Auteur : Suzanne Wright

Années de parution vf : 2013-2019

Éditeur vf : Milady (Bit-Lit)

Nombre de tomes vf : 8 (série terminée) – Spin-off : La meute de Mercure  + La meute d’Olympus

Résumé du tome 1Des cendres de la meute renaîtra l’amour.

Incapable de se transformer en louve, Taryn Warner a toujours été méprisée par sa meute malgré son puissant don de guérison. Quand son père décide de l’unir de force à Roscoe Weston – un Alpha violent et dominateur qui lui promet de la briser – , Taryn refuse de se soumettre.

C’est alors que Trey Coleman, dangereux Alpha connu pour sa sauvagerie, lui propose un marché : s’unir – temporairement – à lui. Il y gagnerait une alliance et elle sa liberté. Mais faire semblant comporte aussi des risques. D’autant que leur attirance l’un pour l’autre semble hors de contrôle…

Mes avis :

La meute du phénix, tome 1 : Trey Coleman

Bonne pioche pour cette nouvelle série de bit-lit qui a tous les ingrédients pour en faire un succès. C’est un peu le pendant de la Confrérie de la Dague Noire version lycanthropes, on y retrouve les nombreux mâles, le langage cru, l’humour, les bonnes intrigues et de la romance (du cul^^). Le tout est très bien mené et les personnages bien campés. Une réussite.

Ma note : 16 / 20

La meute du phénix, tome 2 : Dante Garcea

2e tome, 2e réussite. On prend les mêmes ingrédients et on recommence. Les personnages ont toujours autant de charisme, de piquant et d’alchimie entre eux, pansant mutuellement leurs blessures. Dommage par contre de ne pas retrouver tout à fait le caractère de Dante du 1e tome. L’humour de Jaime est aussi moins drôle que celui de Taryn, mais j’ai aimé retrouver tout le monde. Vivement le tome 3 !

Ma note : 16 / 20

La Meute du Phénix, tome 3 : Nick Axton

J’attendais ce tome avec beaucoup d’impatience et je fus malheureusement déçue. Le couple Nick-Shaya n’est pas aussi intéressant que les autres. Leur histoire est trop banale. Nick cherche trop à se faire pardonner et Shaya met trop de temps à le faire. Du coup, on s’ennuie beaucoup lors des premiers chapitres et ça dure un certain temps, les choses tendant à se répéter. Nick n’est pas aussi intéressant que lors des tomes précédents, devenant beaucoup trop gentil, en plus sa « maladie » arrive sans prévenir et m’intéresse bien peu en ce qui me concerne. Il n’y a pas vraiment d’intrigue avant un bon moment et celle-ci se révèle superficielle, un prétexte pour qu’il y ait quand même un combat dans ce tome. Mais il n’y a aucun enjeu, ni aucune réelle tension. Le tout manque de profondeur et de développement pour que ça devienne vraiment intéressant. Bref, je suis déçue…

Ma note : 13 / 20

La Meute du Phénix, tome 4 : Marcus Fuller

Avec ce nouveau tome, je renoue complètement avec les débuts de la série.
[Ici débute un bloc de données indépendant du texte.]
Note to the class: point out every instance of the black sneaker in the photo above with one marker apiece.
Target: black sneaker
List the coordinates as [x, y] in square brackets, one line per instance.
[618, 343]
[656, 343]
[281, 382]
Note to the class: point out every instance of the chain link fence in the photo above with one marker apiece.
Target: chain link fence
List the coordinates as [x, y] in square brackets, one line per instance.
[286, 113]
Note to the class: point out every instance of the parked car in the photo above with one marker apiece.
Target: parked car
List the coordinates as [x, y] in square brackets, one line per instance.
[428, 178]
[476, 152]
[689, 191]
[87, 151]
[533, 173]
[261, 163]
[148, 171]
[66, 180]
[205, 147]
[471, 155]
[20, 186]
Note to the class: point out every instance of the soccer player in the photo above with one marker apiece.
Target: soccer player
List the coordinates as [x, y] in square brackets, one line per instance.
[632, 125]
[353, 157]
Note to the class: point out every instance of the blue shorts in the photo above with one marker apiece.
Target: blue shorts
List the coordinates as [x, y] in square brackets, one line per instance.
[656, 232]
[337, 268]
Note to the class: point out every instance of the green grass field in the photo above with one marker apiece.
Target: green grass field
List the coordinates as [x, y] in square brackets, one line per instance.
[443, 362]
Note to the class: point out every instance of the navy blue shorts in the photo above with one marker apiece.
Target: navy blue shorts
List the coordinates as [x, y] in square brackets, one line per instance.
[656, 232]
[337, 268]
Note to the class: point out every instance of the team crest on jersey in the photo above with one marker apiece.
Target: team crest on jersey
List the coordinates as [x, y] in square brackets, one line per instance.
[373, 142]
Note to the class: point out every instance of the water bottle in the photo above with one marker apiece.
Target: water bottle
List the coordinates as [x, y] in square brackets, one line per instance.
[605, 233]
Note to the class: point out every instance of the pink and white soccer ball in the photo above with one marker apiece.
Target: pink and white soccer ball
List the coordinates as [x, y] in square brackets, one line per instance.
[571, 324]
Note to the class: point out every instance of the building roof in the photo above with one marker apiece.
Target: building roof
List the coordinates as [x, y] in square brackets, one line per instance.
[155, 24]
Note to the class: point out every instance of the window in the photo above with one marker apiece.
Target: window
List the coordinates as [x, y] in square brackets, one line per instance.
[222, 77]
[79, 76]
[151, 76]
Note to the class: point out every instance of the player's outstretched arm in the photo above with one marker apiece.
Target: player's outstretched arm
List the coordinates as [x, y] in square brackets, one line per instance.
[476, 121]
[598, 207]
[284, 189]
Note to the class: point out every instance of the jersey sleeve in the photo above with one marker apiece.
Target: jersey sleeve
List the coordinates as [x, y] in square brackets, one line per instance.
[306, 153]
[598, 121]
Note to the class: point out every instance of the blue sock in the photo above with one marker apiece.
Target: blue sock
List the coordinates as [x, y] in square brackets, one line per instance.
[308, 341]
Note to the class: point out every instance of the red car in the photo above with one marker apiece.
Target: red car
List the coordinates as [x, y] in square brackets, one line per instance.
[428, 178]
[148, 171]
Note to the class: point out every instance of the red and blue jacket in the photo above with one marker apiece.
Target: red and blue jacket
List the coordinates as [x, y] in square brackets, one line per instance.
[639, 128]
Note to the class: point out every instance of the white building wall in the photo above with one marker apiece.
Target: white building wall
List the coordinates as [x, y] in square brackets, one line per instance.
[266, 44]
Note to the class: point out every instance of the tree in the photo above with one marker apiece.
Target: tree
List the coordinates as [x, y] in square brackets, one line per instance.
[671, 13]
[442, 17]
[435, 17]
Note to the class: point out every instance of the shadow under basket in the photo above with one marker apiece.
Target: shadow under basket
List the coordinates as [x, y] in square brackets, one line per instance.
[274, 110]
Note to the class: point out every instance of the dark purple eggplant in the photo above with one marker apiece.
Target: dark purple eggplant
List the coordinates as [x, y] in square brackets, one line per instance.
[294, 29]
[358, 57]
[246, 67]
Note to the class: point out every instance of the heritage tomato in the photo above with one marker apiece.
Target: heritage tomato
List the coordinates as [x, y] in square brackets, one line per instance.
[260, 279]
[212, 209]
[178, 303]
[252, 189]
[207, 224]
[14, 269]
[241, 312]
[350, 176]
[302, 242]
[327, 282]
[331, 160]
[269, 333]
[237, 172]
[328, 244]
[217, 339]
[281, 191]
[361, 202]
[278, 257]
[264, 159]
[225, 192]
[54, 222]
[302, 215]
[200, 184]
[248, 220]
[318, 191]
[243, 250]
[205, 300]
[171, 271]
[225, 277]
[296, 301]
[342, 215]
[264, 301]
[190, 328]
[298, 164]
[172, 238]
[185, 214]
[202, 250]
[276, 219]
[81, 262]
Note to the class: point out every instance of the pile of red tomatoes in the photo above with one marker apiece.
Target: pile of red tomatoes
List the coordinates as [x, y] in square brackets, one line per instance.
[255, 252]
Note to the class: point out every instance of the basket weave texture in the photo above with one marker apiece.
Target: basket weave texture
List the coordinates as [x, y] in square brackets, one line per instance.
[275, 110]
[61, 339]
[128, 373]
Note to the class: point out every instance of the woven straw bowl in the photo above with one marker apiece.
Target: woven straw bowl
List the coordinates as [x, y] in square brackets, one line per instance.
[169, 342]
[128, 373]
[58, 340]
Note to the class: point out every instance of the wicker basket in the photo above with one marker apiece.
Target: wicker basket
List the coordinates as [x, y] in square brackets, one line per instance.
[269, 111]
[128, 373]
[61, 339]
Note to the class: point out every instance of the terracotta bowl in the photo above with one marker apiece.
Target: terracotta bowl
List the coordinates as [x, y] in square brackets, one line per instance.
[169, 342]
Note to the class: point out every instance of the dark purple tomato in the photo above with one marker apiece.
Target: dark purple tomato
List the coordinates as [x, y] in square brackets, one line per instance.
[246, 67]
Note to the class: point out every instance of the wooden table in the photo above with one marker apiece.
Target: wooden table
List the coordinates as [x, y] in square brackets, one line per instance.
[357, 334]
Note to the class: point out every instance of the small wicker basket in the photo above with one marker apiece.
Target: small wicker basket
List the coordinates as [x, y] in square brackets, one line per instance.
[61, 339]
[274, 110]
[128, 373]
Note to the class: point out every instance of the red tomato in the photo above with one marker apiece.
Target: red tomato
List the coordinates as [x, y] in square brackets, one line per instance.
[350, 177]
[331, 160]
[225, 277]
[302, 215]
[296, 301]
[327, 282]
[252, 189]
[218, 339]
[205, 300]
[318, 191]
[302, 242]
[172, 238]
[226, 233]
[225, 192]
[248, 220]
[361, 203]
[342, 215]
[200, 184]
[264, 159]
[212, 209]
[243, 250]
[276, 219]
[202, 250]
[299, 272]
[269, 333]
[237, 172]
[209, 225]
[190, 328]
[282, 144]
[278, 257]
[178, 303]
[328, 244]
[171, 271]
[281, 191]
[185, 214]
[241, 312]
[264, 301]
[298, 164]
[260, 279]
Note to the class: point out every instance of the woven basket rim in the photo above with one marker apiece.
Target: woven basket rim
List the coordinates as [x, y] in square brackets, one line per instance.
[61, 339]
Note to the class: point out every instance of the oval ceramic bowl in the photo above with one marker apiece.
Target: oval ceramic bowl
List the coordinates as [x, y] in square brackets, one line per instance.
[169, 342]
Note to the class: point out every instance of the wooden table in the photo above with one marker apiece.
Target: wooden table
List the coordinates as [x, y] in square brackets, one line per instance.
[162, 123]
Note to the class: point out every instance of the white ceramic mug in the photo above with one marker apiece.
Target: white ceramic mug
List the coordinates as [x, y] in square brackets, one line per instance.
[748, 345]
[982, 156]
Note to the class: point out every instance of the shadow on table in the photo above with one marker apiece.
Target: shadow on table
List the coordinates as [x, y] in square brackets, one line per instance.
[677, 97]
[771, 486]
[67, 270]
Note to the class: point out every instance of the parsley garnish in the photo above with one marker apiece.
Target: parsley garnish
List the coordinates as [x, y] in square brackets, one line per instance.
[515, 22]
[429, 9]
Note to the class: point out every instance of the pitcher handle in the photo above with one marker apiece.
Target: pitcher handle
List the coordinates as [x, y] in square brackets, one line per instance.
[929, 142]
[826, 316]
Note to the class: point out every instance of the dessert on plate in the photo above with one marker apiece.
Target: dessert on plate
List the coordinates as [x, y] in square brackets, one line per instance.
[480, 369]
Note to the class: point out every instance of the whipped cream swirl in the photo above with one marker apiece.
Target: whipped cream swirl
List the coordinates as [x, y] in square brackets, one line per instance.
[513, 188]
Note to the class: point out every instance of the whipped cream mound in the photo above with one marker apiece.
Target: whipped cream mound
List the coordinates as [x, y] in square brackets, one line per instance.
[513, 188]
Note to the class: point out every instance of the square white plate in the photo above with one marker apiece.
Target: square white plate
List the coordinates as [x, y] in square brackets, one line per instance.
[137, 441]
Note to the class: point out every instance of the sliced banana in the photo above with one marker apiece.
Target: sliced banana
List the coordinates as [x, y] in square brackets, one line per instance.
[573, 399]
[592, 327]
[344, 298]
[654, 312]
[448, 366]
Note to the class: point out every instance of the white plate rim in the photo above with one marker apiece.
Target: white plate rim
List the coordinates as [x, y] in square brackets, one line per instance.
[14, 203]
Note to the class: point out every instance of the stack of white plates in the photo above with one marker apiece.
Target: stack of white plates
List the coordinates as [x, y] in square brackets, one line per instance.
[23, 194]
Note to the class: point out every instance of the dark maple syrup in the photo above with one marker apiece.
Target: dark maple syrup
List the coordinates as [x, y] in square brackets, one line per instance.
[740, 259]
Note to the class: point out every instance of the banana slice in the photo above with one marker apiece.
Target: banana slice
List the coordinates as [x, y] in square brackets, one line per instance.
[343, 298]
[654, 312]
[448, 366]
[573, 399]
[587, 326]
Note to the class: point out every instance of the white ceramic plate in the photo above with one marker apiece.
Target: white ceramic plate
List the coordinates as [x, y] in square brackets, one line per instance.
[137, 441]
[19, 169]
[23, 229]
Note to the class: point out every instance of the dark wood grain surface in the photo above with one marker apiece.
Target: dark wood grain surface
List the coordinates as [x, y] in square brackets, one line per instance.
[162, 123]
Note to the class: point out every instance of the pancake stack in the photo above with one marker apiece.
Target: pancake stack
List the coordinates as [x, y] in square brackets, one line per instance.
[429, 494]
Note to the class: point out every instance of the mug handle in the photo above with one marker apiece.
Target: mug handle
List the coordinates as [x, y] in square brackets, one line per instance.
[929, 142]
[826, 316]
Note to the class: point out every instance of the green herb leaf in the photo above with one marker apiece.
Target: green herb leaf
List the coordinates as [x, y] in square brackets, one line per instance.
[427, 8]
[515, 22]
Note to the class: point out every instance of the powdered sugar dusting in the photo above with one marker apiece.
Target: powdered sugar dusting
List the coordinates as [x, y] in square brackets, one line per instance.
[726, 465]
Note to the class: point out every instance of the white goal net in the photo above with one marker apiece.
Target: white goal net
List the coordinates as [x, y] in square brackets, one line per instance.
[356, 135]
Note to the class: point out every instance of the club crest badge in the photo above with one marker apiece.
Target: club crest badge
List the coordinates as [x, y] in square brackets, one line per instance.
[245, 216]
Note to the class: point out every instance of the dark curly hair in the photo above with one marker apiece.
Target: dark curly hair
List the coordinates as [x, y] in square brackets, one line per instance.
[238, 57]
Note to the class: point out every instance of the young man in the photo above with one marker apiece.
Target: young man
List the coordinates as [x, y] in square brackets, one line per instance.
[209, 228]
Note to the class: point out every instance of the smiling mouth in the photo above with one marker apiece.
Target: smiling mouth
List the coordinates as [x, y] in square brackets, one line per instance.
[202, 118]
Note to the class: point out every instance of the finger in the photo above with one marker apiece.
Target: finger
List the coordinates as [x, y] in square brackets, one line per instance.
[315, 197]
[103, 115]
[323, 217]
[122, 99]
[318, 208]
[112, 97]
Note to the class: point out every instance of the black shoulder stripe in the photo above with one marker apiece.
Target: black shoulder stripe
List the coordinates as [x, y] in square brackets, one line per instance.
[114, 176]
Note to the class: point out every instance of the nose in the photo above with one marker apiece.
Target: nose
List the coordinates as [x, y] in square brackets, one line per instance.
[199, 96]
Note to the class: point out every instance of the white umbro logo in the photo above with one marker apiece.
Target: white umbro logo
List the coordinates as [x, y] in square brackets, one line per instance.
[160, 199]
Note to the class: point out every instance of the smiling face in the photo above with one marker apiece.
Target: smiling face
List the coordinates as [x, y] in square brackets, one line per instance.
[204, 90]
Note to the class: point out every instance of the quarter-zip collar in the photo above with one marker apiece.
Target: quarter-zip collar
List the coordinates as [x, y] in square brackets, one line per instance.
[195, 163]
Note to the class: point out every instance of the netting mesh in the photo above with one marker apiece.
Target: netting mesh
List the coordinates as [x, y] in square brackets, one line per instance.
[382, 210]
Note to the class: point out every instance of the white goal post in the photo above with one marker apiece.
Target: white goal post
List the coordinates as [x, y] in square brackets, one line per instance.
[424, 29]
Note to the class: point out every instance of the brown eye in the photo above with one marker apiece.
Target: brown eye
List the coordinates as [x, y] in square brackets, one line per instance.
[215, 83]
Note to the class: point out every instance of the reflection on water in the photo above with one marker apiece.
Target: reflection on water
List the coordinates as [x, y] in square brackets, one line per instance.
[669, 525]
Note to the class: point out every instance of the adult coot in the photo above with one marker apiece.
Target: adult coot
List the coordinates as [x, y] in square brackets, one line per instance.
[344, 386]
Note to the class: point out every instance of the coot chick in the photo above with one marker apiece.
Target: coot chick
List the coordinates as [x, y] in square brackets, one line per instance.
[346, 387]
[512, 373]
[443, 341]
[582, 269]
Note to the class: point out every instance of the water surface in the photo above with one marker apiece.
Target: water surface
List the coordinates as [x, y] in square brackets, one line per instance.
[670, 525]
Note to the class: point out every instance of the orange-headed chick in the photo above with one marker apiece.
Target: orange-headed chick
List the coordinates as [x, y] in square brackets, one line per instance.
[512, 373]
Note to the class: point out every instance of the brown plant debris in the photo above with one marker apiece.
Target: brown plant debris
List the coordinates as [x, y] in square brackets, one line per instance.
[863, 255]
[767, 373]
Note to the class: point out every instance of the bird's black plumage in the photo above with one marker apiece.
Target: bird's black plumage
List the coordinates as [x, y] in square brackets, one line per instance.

J’ai adoré l’histoire de bout en bout, aussi bien le couple que l’histoire fil rouge avec les chacals. J’ai été ravie aussi de retrouver les personnages qu’on avait rencontré dans les tomes précédents, les membres des deux meutes, celle du Phénix et celle de Mercure. Ces derniers sont même un peu plus développés maintenant que leur Alphas est revenu vers eux et a vraiment pris les rênes. C’est vraiment un super tome de ce point de vue tant chaque personnage y joue un rôle qui revêt une certaine importance, aussi bien Nick que sa mère, ses lieutenant, que Trey, sa compagne et ses lieutenants. Du côté du couple, j’ai adoré celui-ci parce que ce sont deux êtres compliqués. J’aime le côté cérébral, asocial et réservé de Roni qui est également une vraie dure à cuir. Elle m’a beaucoup fait rire avec ses petites vengeances et ses stratégies d’évitement. J’ai aussi apprécié Marcus qui se révèle un homme bien plus complexe que sa belle gueule et son côté dragueur le laissaient supposer. Leur rapprochement était inévitable et il était plaisant de les voir se chercher. Une fois ensemble, c’est leur couple qui était à construire et pour cela ils ont dû se confronter à leurs pires peurs. C’est vraiment une jolie histoire. En parallèle, l’histoire des chacals et de leur site internet est vraiment prenante, même si j’en avais deviné certaines parties. Bref, je pense que j’ai à peu près tout aimer dans ce tome. J’espère que le prochain sera dans la même lignée.

Ma note : 17 / 20

La Meute du Phénix, tome 5 : Ryan Conner

Trois ans, je reprends cette saga de Bit-Lit qui m’a laissé un assez bon souvenirs avec ses histoires de meutes, de lieutenants, d’Alpha, de Betas, etc. Le concept reste inchangé : un tome = un membre de la meute du Phénix. Ici, c’est au tour de Ryan, le plus taciturne de la bande et comme cela le laissait augurer, le tome n’est pas des meilleurs.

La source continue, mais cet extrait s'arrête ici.